Перевернуться и утонуть мы не боялись, потому что плавали как утки. А то, что на проплывавших мимо баржах волгари ржали при виде такого необычного способа передвижения по реке на лодке, нас не задевало. Была забота посерьезнее — удрать как можно дальше от места реквизиции. Причем должен признаться, что совесть нас тоже не мучила. Ведь мы отправлялись воевать за свободу Испании, мы считали себя представителями великой страны.

Худо-бедно, но к вечеру мы уплыли, наверно, кило метров на пять, выбрали местечко на низком берегу, вытащили лодку и уснули, даже не поели.

Эта стоянка была долгой — мы учились грести. А потом дело пошло гораздо лучше, хотя на четвертый день опять пришлось остановиться надолго. Куковали трое суток, пока не подсохли мозоли на ладонях.

Мы сходили в прибрежную деревню в сельпо, купили хлеба и спичек и потом по очереди удили рыбу.

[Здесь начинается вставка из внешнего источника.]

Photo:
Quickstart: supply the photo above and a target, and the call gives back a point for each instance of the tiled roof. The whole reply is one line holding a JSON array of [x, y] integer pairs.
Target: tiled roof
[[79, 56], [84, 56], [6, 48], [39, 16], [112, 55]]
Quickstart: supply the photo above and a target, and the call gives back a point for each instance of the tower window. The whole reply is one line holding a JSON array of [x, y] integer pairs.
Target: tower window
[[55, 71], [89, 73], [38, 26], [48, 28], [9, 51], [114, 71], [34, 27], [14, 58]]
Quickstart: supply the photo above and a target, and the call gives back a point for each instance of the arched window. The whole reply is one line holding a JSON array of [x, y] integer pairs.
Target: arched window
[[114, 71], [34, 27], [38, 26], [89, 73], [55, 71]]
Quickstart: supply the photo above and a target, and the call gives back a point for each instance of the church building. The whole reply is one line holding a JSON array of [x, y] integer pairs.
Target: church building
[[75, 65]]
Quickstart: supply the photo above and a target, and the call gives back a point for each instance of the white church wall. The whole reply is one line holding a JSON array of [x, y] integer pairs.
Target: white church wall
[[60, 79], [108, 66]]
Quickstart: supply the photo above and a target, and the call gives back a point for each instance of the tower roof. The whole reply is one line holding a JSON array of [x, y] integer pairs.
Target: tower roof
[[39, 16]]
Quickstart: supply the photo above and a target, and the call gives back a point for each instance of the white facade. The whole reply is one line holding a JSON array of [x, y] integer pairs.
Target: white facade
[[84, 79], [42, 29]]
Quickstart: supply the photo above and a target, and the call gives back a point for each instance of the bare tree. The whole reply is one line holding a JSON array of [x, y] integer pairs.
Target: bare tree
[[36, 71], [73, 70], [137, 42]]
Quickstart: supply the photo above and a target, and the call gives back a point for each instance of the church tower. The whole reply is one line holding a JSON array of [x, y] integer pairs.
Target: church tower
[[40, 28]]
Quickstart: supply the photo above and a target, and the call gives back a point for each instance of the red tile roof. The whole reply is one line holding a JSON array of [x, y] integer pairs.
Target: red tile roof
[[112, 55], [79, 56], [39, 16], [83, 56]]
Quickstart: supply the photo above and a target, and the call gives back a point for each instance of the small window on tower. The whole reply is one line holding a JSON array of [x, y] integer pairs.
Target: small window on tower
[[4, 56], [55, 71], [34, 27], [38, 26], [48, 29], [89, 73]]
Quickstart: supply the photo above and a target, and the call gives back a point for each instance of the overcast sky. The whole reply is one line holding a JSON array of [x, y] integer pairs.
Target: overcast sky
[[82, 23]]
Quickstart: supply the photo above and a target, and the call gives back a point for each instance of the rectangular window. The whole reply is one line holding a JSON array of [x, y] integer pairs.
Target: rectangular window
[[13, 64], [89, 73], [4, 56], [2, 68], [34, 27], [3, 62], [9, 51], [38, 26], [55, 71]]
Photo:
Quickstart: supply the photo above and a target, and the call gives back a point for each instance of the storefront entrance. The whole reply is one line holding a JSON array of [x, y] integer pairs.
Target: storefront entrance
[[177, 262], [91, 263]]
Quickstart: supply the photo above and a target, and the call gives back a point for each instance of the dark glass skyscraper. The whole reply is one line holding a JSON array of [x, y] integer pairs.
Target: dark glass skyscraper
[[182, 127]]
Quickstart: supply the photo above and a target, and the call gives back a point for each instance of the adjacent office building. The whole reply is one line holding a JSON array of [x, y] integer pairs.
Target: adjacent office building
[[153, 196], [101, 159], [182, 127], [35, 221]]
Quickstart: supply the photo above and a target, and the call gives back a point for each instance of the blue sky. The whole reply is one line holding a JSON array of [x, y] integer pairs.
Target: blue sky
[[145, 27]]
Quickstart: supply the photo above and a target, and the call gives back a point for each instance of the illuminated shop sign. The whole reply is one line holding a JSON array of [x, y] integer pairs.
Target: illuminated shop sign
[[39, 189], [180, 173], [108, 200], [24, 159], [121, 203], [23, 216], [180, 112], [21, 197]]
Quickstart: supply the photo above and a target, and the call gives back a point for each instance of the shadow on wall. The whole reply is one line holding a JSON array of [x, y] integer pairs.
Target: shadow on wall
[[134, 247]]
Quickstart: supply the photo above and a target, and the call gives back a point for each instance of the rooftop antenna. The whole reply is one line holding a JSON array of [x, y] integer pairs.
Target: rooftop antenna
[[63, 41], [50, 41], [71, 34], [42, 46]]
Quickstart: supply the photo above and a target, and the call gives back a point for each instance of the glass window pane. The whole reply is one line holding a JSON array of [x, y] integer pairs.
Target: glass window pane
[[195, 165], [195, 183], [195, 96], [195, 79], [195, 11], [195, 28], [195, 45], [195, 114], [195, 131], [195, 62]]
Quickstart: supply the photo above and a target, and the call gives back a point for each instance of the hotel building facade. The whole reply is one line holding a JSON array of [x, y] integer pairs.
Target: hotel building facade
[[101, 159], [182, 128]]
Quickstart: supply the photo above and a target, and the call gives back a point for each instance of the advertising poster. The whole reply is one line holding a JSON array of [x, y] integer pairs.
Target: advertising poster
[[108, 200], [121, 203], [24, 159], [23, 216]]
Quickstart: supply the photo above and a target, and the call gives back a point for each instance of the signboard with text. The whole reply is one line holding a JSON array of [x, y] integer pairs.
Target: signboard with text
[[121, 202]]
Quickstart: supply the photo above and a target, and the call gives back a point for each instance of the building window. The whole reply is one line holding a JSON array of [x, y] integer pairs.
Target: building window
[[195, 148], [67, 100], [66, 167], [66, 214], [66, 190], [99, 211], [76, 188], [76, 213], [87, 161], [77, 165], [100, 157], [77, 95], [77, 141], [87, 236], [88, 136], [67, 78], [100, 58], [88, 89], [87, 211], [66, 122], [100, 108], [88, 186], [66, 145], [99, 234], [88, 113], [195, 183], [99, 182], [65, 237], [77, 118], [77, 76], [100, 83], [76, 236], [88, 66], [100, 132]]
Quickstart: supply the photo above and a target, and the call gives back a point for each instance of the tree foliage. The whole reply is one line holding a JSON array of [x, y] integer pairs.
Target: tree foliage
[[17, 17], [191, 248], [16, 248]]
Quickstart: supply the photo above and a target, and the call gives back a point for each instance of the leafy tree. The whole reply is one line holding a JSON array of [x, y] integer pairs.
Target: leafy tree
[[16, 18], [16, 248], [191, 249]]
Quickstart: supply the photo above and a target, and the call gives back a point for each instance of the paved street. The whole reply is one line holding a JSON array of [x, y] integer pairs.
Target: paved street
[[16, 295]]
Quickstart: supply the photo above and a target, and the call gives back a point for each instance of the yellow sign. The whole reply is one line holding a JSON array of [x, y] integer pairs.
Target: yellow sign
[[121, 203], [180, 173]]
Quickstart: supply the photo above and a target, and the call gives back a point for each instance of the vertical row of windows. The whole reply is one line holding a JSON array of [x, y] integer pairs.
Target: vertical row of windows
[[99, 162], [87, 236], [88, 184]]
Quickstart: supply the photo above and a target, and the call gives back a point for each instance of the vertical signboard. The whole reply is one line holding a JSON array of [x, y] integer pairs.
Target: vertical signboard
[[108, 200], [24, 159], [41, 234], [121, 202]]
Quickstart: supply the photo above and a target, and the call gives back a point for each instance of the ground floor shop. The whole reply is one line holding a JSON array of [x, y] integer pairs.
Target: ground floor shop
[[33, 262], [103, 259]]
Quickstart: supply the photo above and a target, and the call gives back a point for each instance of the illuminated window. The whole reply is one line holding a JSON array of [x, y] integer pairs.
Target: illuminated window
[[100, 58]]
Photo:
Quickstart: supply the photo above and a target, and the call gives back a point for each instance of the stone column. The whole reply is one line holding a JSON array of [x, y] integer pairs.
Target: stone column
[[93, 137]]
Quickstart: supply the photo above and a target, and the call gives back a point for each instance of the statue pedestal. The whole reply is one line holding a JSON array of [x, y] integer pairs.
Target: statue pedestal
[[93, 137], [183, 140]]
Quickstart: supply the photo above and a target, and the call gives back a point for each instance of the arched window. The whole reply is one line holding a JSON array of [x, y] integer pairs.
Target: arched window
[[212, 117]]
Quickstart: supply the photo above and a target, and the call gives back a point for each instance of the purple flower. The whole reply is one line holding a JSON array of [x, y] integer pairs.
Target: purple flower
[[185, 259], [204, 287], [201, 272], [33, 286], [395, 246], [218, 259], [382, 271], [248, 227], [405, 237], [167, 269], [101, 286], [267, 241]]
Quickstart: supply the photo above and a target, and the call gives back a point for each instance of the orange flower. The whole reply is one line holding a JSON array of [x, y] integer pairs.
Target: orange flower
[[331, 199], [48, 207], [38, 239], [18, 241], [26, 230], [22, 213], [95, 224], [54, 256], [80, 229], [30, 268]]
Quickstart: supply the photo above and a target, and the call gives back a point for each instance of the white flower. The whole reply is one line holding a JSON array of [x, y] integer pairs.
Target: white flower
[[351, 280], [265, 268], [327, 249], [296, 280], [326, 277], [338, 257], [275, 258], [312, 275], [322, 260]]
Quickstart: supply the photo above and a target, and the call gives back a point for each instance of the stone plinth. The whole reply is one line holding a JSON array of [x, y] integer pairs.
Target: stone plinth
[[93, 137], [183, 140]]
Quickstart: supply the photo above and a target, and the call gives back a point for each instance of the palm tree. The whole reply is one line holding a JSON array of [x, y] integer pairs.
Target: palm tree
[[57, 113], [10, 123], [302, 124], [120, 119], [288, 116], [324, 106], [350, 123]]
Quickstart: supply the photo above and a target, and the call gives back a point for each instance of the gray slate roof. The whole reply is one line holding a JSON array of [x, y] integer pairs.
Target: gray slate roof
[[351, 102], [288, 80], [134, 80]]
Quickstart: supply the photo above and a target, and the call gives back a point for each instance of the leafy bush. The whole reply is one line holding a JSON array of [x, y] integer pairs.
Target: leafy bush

Наживкой была шкурка от сала. Часа за два у нас на, песочке образовалась целая гора рыбы, не меньше ведра. И все одна к одной, как лапти. И тут только мы сообразили, что ни жарить, ни варить ее не в чем,

Пришлось еще раз идти в деревню и реквизировать чугун, сушившийся на заборе возле сельпо.

Если бы мы с самого начала готовились к путешествию по воде и имели в виду рыбную ловлю, у нас бы, конечно, имелись в запасе и перец, и лук, и лавровый лист, но, честное слово, и уха из одних лещей с солью, сваренная на костре, вкуснее ресторанной ухи.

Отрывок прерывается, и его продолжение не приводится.